La crescita dei costi energetici torna al centro dell’attenzione per le imprese del territorio, in particolare nel comparto turistico. Un tema reale, che richiede attenzione e strumenti adeguati, ma che secondo Federalberghi Garda Veneto va affrontato con equilibrio, evitando letture eccessivamente allarmistiche.
“La preoccupazione espressa in queste ore è anche la nostra – sottolinea il direttore di Federalberghi Garda Veneto Mattia Boschelli – perché il tema dei costi di gas ed energia elettrica incide direttamente sulla sostenibilità economica delle imprese turistiche. Tuttavia, è fondamentale agire con cautela, monitorando l’andamento dei mercati giorno per giorno e costruendo risposte tempestive per le aziende”.
Secondo Federalberghi Garda Veneto, il contesto attuale presenta criticità, ma non è paragonabile allo scenario emergenziale vissuto nel 2020/22.
“Oggi non siamo di fronte a uno shock energetico come quello di allora – prosegue Boschelli – ma a una fase che va osservata con attenzione, soprattutto nelle prossime settimane, per comprendere l’evoluzione dei prezzi e le eventuali ricadute sul sistema delle imprese”.
In questo quadro, diventa centrale la capacità di dotarsi di strumenti concreti di gestione e controllo dei costi. “Come sistema associativo – evidenzia Boschelli – ci siamo già dotati di strumenti operativi in grado di supportare le imprese.

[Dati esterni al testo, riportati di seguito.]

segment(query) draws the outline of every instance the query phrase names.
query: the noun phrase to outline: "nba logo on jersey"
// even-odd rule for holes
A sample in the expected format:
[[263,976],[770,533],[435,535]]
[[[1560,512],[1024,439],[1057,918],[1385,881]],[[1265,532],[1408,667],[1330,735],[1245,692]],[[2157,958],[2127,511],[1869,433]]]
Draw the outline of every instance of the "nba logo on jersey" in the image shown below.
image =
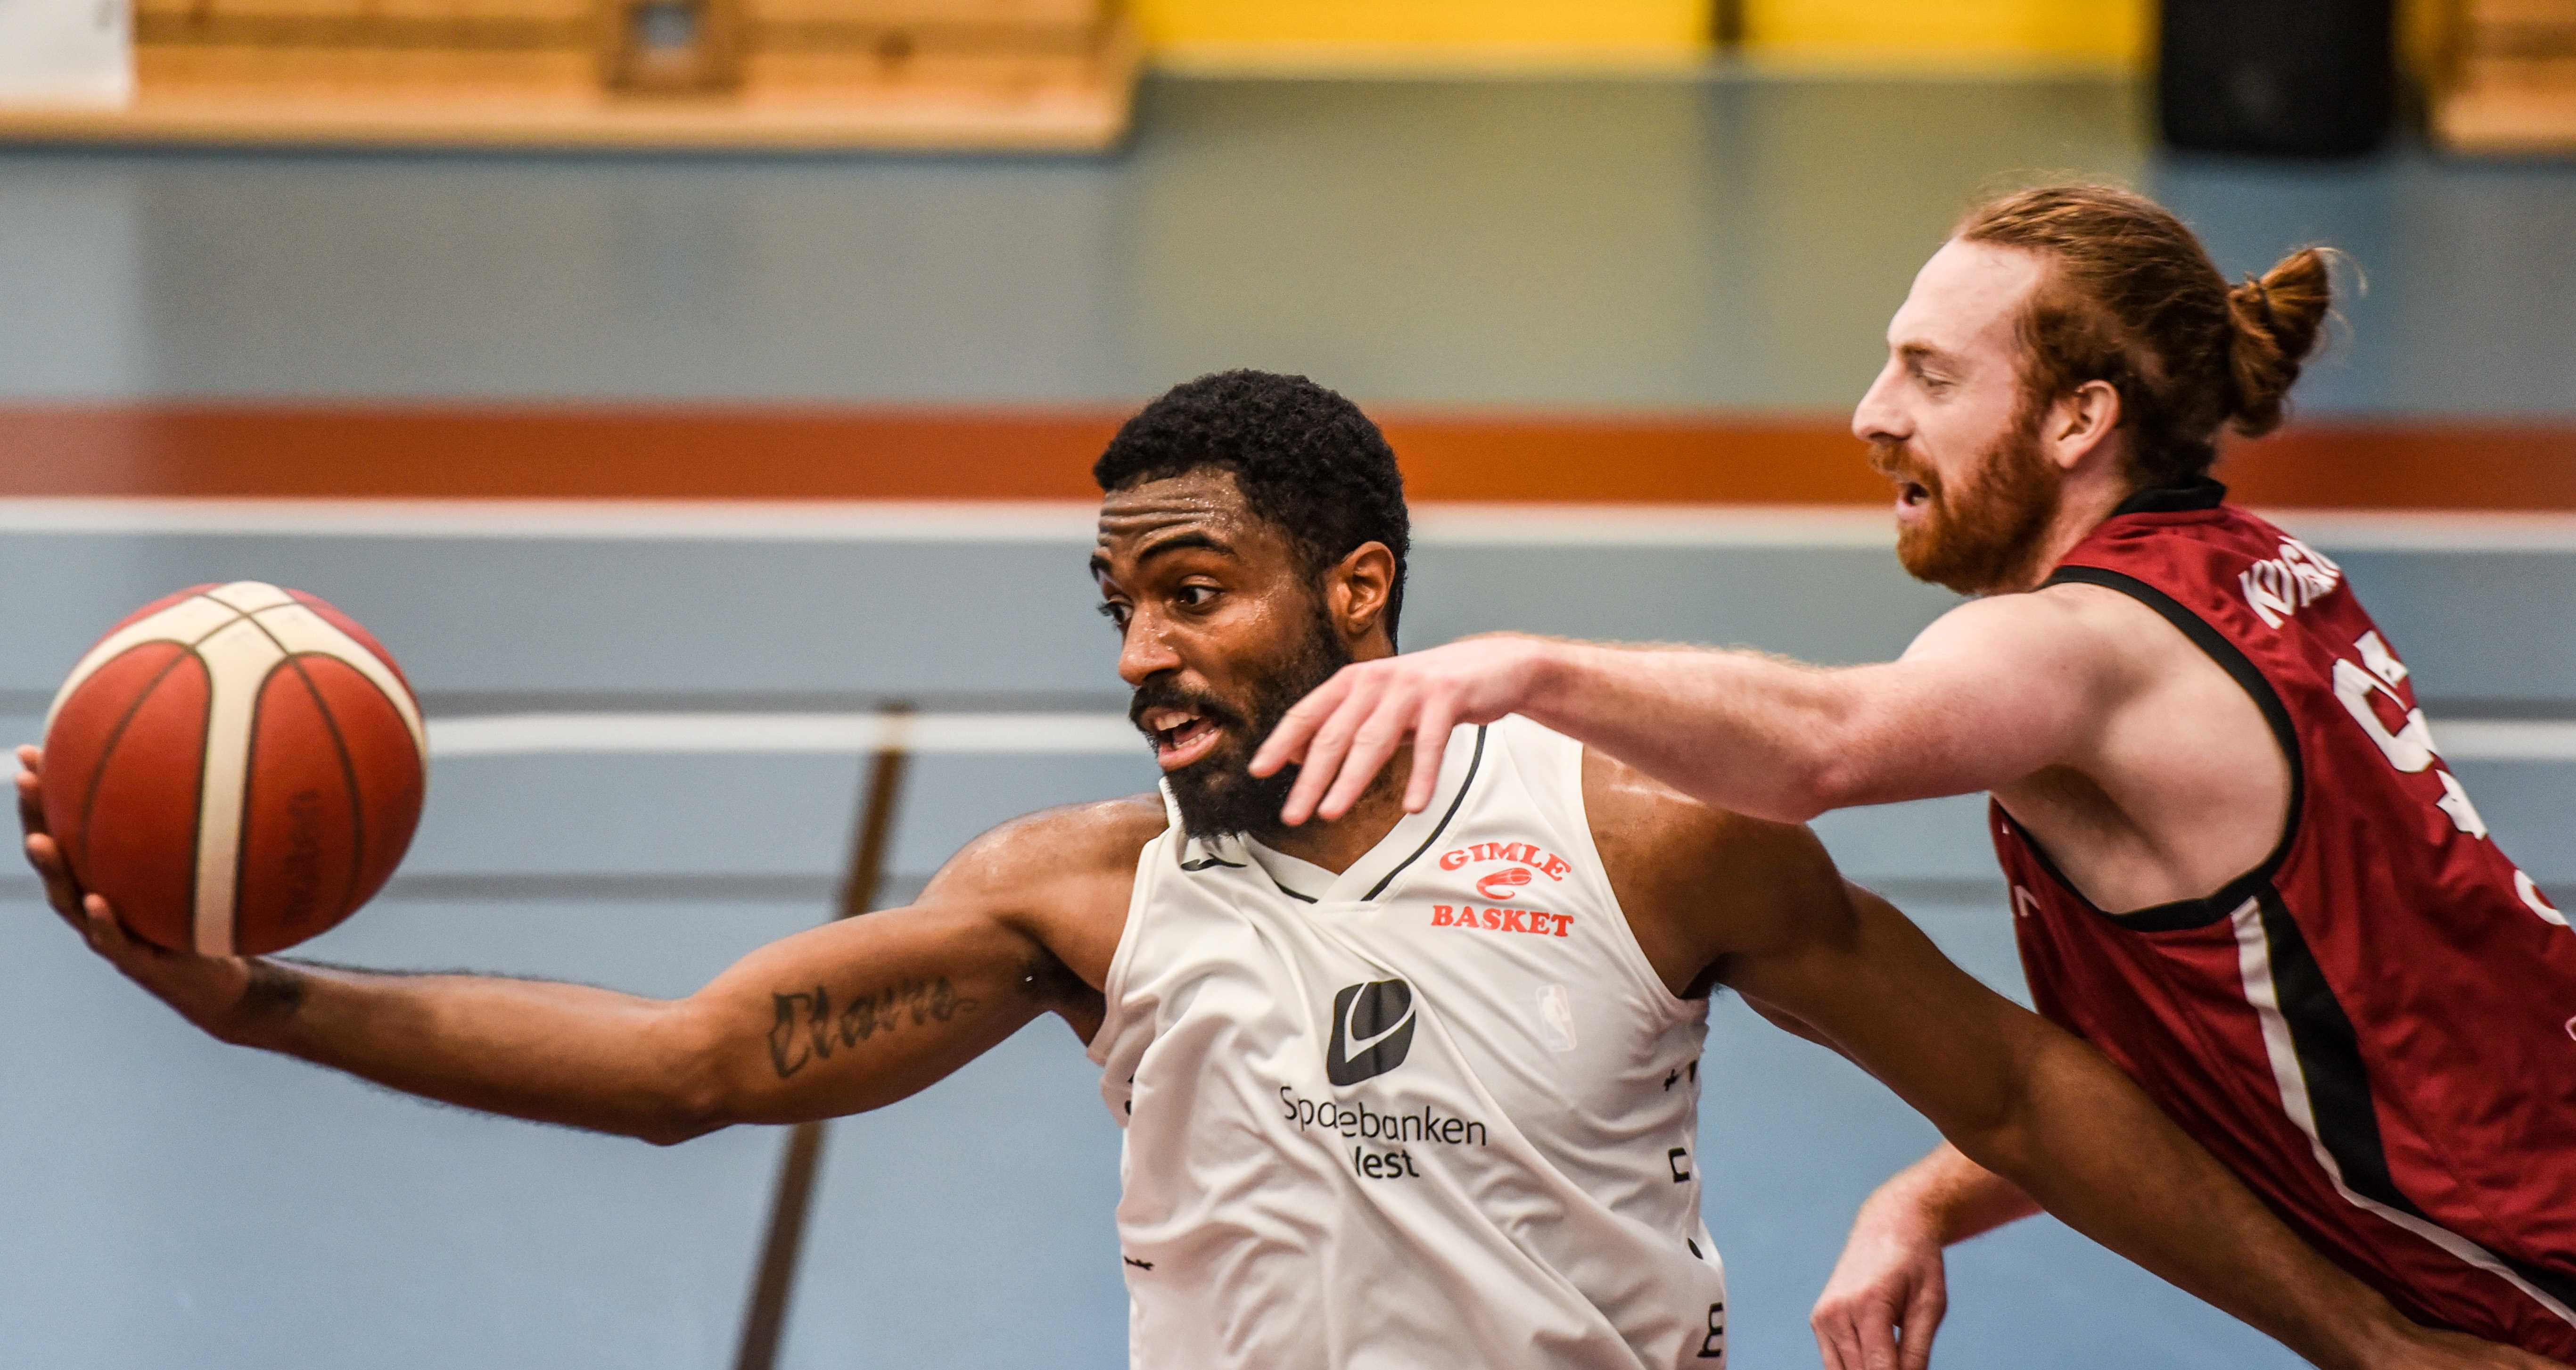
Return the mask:
[[1371,980],[1333,996],[1333,1041],[1324,1049],[1324,1077],[1355,1085],[1404,1064],[1413,1049],[1413,986]]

Attraverso una società partecipata e accreditata Arera, offriamo una piattaforma che consente di monitorare costantemente il mercato e di individuare le migliori condizioni contrattuali per energia elettrica e gas”.
Uno strumento che non si limita al solo comparto turistico, ma che si configura come una risorsa di sistema, potenzialmente accessibile a tutte le partite IVA del territorio.

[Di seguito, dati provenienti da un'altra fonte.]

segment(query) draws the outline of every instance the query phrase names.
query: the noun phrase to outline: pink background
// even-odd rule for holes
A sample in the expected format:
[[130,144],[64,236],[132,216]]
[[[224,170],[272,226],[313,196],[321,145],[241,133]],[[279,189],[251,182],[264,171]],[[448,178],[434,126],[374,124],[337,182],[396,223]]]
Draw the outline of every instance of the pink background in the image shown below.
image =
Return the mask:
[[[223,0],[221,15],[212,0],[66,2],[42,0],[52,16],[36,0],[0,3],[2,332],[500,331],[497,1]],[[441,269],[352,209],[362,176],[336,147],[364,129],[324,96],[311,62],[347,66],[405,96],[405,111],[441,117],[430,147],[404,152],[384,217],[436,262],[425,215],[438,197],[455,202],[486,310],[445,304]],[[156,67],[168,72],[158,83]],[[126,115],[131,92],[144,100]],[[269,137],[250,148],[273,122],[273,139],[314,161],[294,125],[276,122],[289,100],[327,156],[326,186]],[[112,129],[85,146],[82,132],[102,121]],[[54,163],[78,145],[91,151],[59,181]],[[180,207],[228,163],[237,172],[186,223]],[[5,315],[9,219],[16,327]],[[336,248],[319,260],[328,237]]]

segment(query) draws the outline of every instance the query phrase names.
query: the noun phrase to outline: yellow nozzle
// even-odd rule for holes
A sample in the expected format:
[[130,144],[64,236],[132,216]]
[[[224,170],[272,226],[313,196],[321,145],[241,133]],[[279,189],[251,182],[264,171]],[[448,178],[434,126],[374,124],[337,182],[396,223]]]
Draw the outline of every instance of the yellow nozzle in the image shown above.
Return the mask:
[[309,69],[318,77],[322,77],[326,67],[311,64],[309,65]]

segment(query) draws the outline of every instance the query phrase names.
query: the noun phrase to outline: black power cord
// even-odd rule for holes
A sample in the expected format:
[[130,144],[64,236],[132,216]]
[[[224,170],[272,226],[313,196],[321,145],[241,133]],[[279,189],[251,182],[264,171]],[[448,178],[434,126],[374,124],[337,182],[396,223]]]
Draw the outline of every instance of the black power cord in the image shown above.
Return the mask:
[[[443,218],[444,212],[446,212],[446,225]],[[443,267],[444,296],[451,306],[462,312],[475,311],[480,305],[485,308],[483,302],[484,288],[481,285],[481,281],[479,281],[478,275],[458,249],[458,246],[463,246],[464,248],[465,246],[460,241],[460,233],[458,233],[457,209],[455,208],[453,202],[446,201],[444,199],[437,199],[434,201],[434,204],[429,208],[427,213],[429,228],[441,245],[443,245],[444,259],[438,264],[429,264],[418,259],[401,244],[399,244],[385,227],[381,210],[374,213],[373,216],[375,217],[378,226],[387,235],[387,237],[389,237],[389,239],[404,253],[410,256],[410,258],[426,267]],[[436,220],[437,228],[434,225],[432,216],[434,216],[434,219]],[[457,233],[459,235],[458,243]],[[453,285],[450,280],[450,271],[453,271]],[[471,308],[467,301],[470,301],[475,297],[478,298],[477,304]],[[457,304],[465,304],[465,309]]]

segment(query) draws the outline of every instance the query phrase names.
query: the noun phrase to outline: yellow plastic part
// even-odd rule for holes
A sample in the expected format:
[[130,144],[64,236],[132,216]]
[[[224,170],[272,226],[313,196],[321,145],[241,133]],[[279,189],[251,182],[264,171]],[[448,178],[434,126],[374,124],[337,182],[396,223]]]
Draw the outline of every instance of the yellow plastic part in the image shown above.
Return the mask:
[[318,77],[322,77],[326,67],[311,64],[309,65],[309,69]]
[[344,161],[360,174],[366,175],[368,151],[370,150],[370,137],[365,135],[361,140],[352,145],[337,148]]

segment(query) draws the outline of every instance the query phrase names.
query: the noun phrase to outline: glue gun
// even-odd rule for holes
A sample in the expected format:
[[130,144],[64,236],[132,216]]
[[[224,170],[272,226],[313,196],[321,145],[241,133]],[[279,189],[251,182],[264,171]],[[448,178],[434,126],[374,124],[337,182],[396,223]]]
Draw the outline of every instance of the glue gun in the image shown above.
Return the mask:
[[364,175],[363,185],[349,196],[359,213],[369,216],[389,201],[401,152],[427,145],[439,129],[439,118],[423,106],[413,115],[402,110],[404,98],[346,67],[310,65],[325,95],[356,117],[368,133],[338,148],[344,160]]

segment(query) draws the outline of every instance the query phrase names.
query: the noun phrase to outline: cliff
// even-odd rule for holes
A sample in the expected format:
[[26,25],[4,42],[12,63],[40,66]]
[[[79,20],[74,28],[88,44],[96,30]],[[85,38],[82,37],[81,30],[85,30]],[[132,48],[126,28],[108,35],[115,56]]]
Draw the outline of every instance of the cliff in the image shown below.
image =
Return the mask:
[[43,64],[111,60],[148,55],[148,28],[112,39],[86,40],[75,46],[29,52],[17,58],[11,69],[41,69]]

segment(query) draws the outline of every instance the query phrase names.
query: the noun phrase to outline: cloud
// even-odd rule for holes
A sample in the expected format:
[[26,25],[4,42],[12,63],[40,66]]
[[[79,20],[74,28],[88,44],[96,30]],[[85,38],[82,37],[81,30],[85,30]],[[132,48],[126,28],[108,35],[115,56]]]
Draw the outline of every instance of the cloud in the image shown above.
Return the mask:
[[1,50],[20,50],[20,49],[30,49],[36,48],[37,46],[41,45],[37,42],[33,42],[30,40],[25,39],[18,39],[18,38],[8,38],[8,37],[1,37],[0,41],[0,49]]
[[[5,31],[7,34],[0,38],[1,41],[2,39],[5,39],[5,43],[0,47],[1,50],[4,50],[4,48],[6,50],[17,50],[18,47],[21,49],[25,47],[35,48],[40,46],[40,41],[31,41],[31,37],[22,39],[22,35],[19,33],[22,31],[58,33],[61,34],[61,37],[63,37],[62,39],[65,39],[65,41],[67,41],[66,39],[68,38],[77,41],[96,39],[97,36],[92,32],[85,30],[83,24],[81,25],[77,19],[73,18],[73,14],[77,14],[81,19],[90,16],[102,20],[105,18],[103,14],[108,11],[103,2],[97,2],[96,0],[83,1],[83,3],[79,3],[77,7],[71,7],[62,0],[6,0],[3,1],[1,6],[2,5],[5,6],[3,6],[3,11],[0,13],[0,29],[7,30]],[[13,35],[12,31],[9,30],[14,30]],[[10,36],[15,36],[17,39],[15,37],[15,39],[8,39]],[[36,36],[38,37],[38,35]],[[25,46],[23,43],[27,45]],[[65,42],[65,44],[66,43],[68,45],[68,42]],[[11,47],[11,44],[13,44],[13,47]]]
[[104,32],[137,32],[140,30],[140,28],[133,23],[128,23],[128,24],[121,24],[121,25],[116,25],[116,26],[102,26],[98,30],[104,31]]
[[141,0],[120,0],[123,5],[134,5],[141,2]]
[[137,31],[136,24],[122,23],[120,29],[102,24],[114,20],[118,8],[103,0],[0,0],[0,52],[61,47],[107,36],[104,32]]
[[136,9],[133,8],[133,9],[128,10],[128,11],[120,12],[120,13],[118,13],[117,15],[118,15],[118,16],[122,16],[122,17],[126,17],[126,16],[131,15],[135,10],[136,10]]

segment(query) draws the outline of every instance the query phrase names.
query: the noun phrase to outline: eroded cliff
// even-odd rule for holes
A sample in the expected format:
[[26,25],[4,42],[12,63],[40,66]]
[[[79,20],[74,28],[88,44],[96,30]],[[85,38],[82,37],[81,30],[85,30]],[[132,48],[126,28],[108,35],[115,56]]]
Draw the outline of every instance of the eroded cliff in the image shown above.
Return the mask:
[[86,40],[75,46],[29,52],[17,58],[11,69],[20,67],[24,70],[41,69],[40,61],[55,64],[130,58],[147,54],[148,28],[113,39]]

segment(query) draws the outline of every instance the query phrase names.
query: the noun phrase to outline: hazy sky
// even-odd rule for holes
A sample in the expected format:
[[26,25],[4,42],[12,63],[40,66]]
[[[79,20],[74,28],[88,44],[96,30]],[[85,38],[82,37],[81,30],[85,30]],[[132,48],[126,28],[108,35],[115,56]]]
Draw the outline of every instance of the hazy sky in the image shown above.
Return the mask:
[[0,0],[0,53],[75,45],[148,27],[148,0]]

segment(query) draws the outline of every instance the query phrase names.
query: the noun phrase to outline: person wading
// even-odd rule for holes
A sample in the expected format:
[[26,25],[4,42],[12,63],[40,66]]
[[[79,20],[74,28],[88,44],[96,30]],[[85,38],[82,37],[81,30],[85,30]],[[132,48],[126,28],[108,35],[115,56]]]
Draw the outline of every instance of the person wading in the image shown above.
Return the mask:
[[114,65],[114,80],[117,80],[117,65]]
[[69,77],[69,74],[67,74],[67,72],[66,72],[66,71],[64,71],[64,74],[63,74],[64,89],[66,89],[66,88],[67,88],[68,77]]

“Si tratta di un servizio aperto – aggiunge – che può essere condiviso anche con altre categorie economiche, nell’ottica di rafforzare la competitività complessiva delle imprese locali”.
Accanto alle azioni già attivate a livello associativo, resta comunque fondamentale il ruolo delle istituzioni. “Attendiamo con attenzione eventuali interventi da parte del Governo – conclude Boschelli – perché la questione dei costi energetici ha una dimensione strutturale che richiede risposte anche a livello nazionale. Nel frattempo, il nostro impegno è accompagnare le imprese con strumenti concreti e un approccio prudente, evitando allarmismi che rischiano di aggravare ulteriormente il clima di incertezza”.